Colombia, entre Churchill y ¿quién?

Que el comentarista Carlos Alberto Montaner haya hablado de “sangre, sudor y lágrimas en Colombia”, al opinar sobre los últimos sucesos de su país, podría parecer una reiteración de un lugar común, pero la intención era otra. Lo que resulta comprensible en un período que ha estado marcado por el asesinato de un popular humorista, otros asesinatos varios, el secuestro de un obispo y una dolorosa peregrinación de madres de soldados y policías secuestrados por las FARC. Lo que ha sido duro para la opinión pública chilena es que, en esas circunstancias, el Presidente Eduardo Frei Ruiz-Tagle haya visitado el país y dijera que si se lo pedían, mediaría o enviaría fuerzas de paz, pero nunca tropas a luchar.

Felizmente el gobierno chileno no cayó en la tentación de ir a “desfacer entuertos” ajenos. Por un lado, ya los hay, y suficientes, en casa, y por otro, la mejor tradición chilena es la de aceptar mediaciones sólo cuando se las piden y siempre en son de paz.

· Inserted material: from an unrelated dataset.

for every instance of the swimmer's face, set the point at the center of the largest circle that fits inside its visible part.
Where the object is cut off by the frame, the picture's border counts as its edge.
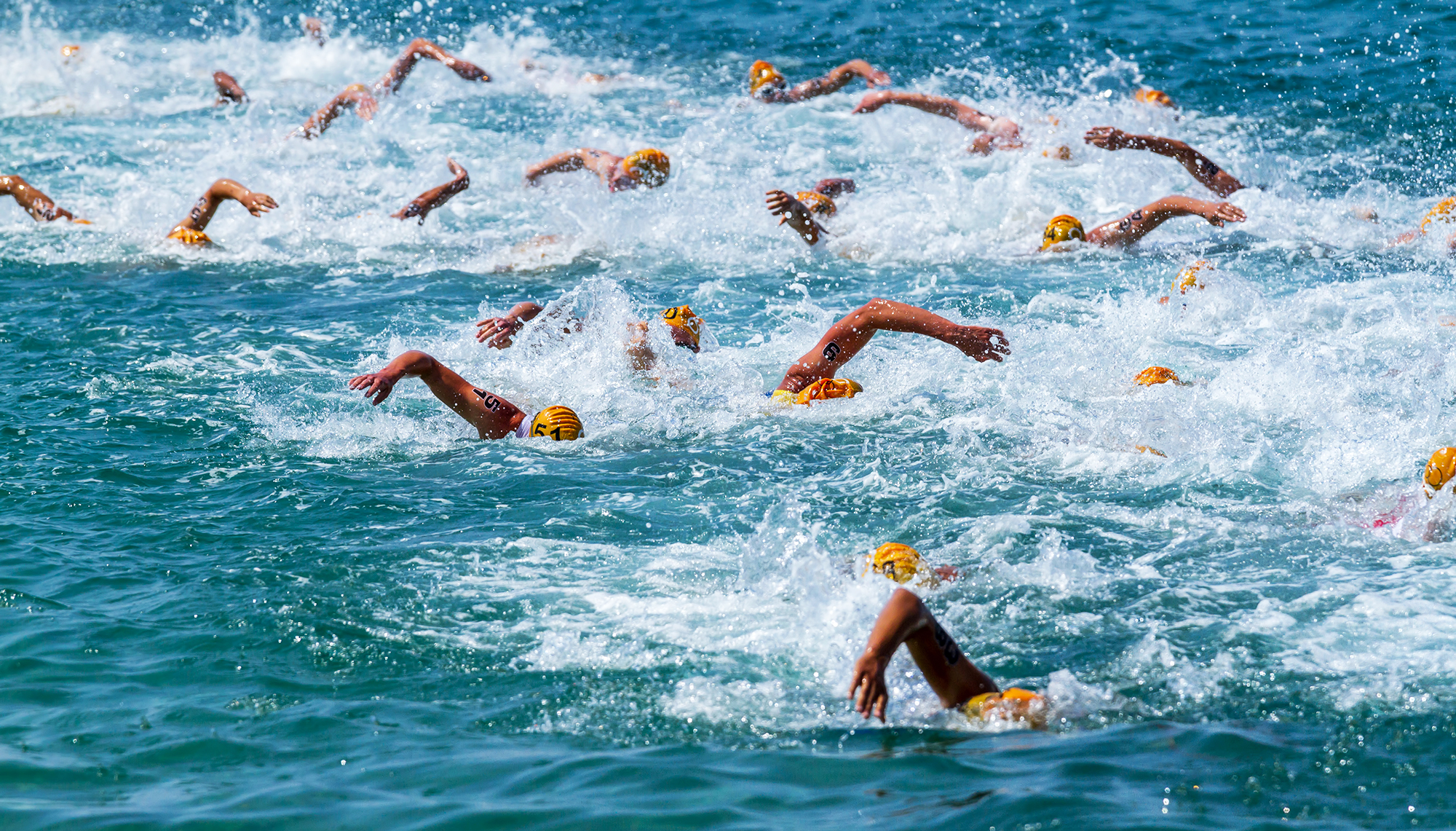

El mensaje de Montaner en El Tiempo de Bogotá, que recordábamos al comienzo, refleja más que nada una creciente angustia colombiana. El comentarista hizo un paralelo entre la Gran Bretaña de Chamberlain, que a toda costa quería la paz, aunque el precio fuera la rendición frente a Hitler, y la pesada carga que finalmente debió asumir Winston Churchill, cuando su país se encontró luchando una guerra que no quería y para la cual no estaba preparado.. Fue entonces cuando el Primer Ministro británico hizo ver a los ingleses que la única certeza que podía brindarles era la de una lucha larga, en la que habría sangre, sudor y lágrimas, sin más meta que salvar la libertad.

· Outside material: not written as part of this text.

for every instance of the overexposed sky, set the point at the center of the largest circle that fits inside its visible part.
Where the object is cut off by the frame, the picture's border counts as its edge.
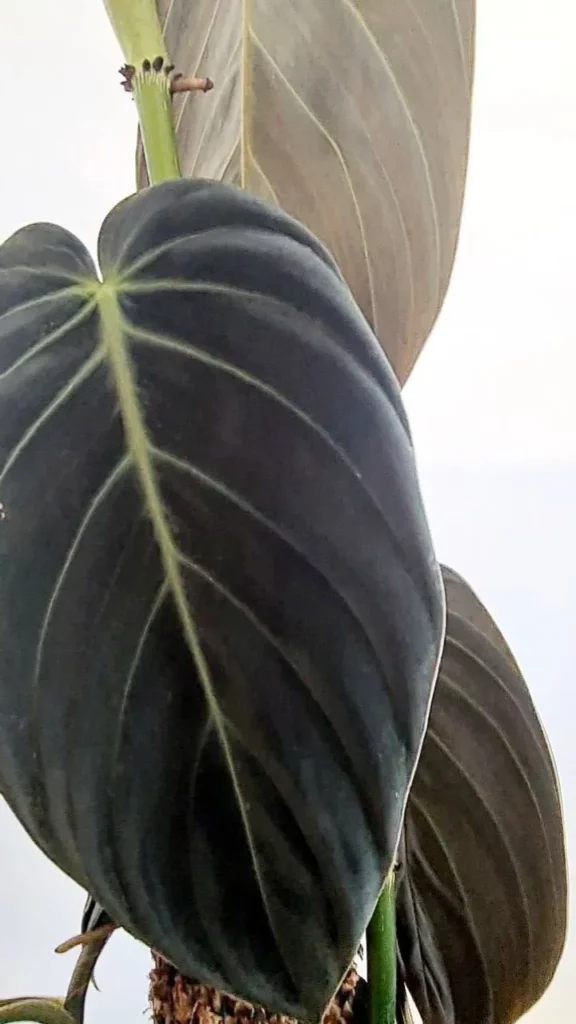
(492, 401)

La comparación con el caso colombiano, le parece obvia. Cuando llegó al poder, el Presidente Andrés Pastrana interpretaba correctamente el estado de ánimo de su pueblo que no quería guerra, sino paz y que estaba dispuesto incluso a entregarle a la guerrilla un territorio de 42 mil kilómetros cuadrados para ganar la paz.. Pero, igual que con Chamberlain, el sacrificio no dio frutos. El derramamiento de sangre no ha terminado y en los diez años transcurridos entre el asesinato de Luis Carlos Galán, líder del nuevo liberalismo, y el de Jaime Garzón, periodista, humorista y negociador de acuerdos, nada ha mejorado. Por el contrario, la furia y el dolor siguen arrasando personas de todas las edades, colores y clases.

Al ritmo actual, anotó otro diario, El Espectador, al final de 1999 “el diez por ciento de los municipios colombianos habrán sido destruidos por la guerrilla”.

¿Conclusión?

Según el comentarista Montaner, lo que corresponde es que el Presidente se transfigure, deje de lado a Chamberlain como modelo y se transfigure en un nuevo Churchill, decidido a enfrentar sin tregua al enemigo: “Tiene que inspirar en su pueblo un indomable espíritu de resistencia y ganarse el respeto de los pueblos hermanos... Es la hora de los halcones”.

Nada, sin embargo, asegura que las cosas vayan en esa dirección. Un día después del crimen del popular Jaime Garzón, miles de airados ciudadanos protestaron en la Plaza Bolívar de Santa Fe de Bogotá. Protestaban contra los violentistas, que no se sabe de qué extremo provienen (ha habido serias insinuaciones de que podrían ser militares o muy cercanos a ellos). Pero también reclamaban, airados, contra el propio Andrés Pastrana, calificado como “el gran ausente”.

Como un eco, ha anotado la prensa colombiana, antes, en Cali, otros grupos de manifestantes fueron igualme te duros: “No hay Presidente”, “Que se vaya, que se vaya”.

Cualquier chileno -salvando las distancias y el tiempo- podría reconocer aquí las voces que hace ya un cuarto de siglo, pedían un cambio de gobierno. Y por resolver un drama, se generó otro que hasta hoy nos duele y complica. A lo mejor, en vez de un Winston Churchill, los colombianos obtienen un general decidido a dejar fuera del juego a “los señores políticos”.